A decisão do governo de Sebastian Piñera de mudar nos livros didáticos do ensino básico a denominação do governo de Augusto Pinochet de "ditadura" para "regime militar" deflagrou uma forte polêmica com a oposição, que denuncia um desejo de maquiar a realidade -- dentro inclusive da coalizão governante, de direita, há quem discorde da modificação.
O episódio seria quase que apenas uma anedota, não fosse pelo fato de não ser o único que ocorreu nos quase dois anos do governo de Piñera, que pôde chegar ao [palácio de] La Moneda, depois de 20 anos e quatro administrações de centro-esquerda, justamente por ter sido um opositor da ditadura.

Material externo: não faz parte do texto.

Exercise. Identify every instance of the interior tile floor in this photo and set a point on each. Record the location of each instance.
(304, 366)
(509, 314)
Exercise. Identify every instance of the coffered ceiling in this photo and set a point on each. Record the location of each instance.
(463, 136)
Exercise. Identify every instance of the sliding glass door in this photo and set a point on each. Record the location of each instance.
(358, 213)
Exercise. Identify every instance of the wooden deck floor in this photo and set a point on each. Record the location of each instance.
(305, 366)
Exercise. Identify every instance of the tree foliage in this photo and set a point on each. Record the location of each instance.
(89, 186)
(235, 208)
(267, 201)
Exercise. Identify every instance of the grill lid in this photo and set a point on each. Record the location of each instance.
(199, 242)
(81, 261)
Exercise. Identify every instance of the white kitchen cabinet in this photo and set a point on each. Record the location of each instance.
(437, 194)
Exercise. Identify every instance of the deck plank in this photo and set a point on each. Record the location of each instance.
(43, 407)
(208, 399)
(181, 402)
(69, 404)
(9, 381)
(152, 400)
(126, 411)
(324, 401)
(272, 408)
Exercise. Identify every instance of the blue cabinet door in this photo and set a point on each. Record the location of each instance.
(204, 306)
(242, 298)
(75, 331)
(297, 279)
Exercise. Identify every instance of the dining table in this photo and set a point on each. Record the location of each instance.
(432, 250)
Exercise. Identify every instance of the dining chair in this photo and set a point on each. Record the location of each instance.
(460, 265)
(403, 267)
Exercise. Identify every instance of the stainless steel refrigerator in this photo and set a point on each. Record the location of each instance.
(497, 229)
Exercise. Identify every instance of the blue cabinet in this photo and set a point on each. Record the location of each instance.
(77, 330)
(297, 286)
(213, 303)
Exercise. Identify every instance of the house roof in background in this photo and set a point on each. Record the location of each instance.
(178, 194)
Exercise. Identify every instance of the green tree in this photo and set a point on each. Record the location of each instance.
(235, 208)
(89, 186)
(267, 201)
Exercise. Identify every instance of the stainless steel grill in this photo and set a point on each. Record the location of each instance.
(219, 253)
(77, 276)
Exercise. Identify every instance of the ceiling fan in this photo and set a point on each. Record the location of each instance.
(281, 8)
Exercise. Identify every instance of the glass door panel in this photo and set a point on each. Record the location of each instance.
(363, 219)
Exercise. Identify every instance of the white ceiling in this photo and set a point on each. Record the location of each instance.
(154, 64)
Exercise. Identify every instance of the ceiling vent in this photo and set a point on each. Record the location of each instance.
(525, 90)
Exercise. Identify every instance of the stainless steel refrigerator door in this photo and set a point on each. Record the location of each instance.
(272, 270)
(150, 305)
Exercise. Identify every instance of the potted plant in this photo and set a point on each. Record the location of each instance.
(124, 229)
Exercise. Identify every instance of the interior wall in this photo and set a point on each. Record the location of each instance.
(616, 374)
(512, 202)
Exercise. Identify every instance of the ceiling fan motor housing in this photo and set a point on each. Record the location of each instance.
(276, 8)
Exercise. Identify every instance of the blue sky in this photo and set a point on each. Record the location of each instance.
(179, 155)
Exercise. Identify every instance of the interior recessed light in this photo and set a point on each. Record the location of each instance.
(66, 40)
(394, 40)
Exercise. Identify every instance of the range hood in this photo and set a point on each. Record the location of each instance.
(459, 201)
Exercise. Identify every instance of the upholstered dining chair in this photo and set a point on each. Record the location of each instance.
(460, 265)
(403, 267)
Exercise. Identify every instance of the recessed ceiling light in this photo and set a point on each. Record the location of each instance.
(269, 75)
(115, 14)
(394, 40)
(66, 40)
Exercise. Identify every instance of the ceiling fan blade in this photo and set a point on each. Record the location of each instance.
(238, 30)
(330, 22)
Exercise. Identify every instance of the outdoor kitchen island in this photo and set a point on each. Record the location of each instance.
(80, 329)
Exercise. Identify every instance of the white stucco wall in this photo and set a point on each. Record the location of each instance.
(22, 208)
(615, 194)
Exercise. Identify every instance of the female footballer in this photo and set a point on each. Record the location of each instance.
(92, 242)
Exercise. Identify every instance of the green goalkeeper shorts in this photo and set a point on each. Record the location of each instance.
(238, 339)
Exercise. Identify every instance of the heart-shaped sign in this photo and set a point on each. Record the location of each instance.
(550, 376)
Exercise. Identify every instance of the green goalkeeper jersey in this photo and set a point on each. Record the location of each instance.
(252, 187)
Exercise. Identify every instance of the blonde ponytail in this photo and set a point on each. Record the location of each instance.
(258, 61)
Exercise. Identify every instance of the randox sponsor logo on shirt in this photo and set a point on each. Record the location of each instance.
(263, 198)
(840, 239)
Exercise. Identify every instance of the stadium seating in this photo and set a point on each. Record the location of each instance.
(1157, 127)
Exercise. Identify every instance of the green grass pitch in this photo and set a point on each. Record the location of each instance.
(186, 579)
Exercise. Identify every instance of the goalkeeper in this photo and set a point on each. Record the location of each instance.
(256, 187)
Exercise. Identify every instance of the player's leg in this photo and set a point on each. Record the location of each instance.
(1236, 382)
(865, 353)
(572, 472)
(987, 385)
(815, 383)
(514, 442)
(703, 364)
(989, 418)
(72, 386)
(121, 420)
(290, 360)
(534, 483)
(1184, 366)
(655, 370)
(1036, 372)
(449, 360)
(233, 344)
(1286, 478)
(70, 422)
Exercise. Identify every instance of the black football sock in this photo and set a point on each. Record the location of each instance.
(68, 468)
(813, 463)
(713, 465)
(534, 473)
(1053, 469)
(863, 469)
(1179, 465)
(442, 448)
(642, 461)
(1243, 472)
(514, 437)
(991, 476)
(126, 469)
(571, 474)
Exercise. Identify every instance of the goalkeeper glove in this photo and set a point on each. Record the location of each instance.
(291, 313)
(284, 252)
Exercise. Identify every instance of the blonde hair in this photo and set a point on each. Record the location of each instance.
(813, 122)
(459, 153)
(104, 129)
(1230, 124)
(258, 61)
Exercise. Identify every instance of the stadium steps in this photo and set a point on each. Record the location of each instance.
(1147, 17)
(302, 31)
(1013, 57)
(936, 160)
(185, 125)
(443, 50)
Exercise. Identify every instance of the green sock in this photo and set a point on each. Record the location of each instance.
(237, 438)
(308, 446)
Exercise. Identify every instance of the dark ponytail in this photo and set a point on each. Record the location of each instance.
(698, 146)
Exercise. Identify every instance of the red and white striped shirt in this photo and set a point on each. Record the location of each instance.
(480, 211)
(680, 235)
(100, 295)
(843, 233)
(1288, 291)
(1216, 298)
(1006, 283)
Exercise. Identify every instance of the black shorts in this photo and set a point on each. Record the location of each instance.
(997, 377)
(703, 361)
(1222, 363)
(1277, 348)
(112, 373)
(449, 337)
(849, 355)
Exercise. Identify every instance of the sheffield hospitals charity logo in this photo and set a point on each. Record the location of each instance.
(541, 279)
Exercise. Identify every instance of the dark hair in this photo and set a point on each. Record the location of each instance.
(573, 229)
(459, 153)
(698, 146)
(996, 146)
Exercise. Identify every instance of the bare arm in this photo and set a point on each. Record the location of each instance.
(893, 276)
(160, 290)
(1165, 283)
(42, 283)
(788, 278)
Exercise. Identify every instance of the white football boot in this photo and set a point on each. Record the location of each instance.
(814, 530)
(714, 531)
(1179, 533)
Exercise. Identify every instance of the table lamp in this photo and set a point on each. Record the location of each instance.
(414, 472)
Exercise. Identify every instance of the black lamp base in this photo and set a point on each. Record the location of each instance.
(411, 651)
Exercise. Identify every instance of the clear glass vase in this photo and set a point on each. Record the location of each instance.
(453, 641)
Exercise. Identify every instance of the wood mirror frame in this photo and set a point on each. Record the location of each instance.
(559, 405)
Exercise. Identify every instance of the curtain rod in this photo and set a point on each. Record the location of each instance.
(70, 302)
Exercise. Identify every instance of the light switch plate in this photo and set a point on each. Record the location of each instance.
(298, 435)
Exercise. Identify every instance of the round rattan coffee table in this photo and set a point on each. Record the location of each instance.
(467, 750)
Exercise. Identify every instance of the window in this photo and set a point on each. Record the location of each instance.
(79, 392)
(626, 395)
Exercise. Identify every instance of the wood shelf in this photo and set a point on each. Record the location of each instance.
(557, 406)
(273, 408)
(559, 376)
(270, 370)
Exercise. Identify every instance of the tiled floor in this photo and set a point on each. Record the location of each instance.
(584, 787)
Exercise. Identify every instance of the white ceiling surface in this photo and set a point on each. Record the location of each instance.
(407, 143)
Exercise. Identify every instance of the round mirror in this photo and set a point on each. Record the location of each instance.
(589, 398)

A troca de "ditadura" por "regime militar" foi proposta pelo ex-ministro da Educação Felipe Bulnes e aprovada em 9 de dezembro pelo Conselho Nacional de Educação, do qual participam diferentes setores. O novo conceito, mais genérico mas, por sua vez, menos preciso e descritivo do que significou para os chilenos o governo de Pinochet (1973-1990), será adotado nos textos escolares de Linguagem, História, Geografia e Ciências Sociais dos alunos do primeiro ao sexto grau.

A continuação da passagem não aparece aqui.